There, Cave achieves a startling balance of normalcy and mystery, but by the time he reaches “Jubilee Street,” the balance tilts decidedly for the mythical and the abstract. Beginning with an irresistible guitar “riff” – it’s so skeletal it barely counts – and assisted by a deceptively steady rhythm, the song works its way through its laborious messages (“They ought to practice what they preach”) and images (“I got a foetus on a leash”) with devoted fervor.
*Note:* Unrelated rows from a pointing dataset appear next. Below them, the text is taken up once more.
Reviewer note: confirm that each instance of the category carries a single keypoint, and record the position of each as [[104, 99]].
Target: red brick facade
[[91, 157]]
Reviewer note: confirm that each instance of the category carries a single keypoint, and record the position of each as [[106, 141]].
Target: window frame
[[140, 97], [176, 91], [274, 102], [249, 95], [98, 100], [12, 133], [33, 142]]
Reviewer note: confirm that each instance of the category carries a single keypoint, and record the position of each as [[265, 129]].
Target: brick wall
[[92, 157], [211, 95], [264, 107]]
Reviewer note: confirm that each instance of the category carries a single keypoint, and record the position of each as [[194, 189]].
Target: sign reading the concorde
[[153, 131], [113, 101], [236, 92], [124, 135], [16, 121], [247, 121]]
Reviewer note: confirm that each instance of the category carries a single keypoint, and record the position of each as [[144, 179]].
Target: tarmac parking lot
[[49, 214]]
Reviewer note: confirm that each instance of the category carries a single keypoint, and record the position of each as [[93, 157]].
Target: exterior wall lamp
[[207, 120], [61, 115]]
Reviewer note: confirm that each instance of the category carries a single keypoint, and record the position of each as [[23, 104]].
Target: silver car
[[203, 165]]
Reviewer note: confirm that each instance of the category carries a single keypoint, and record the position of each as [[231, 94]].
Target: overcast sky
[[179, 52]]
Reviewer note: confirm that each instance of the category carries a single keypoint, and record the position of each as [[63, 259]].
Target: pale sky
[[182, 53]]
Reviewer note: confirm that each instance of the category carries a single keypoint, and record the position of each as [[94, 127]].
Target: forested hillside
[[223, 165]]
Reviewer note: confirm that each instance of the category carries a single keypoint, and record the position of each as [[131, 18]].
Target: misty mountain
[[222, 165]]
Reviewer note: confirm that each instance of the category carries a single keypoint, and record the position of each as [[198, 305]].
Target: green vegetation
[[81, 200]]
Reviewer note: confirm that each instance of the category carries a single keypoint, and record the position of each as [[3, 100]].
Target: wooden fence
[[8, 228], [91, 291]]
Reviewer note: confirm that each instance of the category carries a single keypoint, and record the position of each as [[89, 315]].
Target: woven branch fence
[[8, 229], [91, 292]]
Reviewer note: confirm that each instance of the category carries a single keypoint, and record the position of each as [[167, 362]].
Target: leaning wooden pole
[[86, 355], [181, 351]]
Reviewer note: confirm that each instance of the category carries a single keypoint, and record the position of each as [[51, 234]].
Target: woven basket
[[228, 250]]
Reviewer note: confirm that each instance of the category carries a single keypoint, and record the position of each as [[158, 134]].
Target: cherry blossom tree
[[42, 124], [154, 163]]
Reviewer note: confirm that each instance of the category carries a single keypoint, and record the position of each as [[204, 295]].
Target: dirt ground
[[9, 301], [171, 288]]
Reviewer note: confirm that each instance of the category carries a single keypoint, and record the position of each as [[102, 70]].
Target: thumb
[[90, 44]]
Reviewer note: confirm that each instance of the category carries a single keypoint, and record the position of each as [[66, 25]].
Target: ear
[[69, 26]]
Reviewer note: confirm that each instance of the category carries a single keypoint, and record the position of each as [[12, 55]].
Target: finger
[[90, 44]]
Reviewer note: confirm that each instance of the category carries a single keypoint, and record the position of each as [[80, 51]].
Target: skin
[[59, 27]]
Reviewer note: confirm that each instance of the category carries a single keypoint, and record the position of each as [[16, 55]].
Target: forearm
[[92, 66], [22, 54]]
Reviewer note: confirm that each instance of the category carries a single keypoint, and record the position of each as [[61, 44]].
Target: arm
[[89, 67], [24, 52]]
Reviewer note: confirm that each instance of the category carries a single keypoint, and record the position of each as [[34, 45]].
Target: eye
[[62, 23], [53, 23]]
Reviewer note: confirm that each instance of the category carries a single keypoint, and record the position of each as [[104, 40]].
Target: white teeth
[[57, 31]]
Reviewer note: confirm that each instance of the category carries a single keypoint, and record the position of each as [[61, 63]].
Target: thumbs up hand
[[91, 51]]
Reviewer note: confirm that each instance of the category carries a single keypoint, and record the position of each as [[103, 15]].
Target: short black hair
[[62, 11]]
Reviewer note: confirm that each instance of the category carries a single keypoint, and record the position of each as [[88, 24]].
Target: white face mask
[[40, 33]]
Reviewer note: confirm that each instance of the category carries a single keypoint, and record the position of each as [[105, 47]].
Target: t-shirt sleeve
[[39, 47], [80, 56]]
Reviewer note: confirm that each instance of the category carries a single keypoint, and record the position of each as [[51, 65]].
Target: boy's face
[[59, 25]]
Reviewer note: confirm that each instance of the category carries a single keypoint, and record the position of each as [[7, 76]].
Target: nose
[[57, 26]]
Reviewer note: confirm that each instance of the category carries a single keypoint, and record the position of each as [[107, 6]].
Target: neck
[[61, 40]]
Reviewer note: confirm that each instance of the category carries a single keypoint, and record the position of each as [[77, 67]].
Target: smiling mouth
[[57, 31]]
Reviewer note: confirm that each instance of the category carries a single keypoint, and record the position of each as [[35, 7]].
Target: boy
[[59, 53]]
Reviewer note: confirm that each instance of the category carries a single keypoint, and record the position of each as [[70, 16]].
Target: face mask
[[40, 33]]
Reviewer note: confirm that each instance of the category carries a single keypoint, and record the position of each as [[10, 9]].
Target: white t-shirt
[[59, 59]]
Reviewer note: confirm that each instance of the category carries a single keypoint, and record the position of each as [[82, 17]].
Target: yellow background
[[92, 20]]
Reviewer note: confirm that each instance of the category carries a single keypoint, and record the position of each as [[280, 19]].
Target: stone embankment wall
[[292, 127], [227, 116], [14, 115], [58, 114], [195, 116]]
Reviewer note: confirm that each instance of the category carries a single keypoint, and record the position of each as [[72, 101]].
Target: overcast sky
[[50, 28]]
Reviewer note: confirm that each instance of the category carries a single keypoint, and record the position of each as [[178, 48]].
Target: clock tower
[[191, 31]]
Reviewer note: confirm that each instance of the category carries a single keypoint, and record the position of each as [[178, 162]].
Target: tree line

By the time the strings kick in, the ballad has gone rock, the tempo pushing itself to a transcendence that the lyrics don’t necessarily validate. It’s a formidable contact high and forms the musical highlight of the whole album. Unfortunately, it also signals a turning point for the album lyrically, as afterward Cave gives in to dead-end metaphors, pop culture references and unconvincing attempts at humanism.

In “Mermaids,” one of the album’s most egregious missteps, Cave leaps into kitsch: “She was a catch/ We were a match/ I was the match that would fire up her snatch.” Combined with the portentous, hardly ironic ripples of guitar, the song is hard to interpret as tongue-in-cheek; it’s woefully self-serious and utterly risible.

Elsewhere, the dabs of kitsch are easier to stomach. When he references Hannah Montana, the groove of “Higgs Boson Blues” laughs it off. When he sorrowfully croons “Wikipedia’s heaven” in “We Real Cool,” there is some leeway because, although inelegant, it is at service of real lament for the now inescapable past.

Perhaps by being desperate for modernity he’s commenting on the blurring distinctions of past and future, one of which is haunting the other. Unfortunately, it’s hard to lend sympathy to the lamentations of a singer so singularly devoted to scares and shocks. On the album-finishing title track, he tries to be inspirational: “If you got everything and you don’t want no more/ You’ve got to just keep on pushing/ Keep on pushing/ Push the sky away.”

Maybe he’s run out of ghosts and ghouls, maybe this signals a humanist period, akin to an off-brand Leonard Cohen. The proposition is doubtful, those bass lines are the opposite of gentle, but he definitely feels the need to evolve. He could still push the sky away.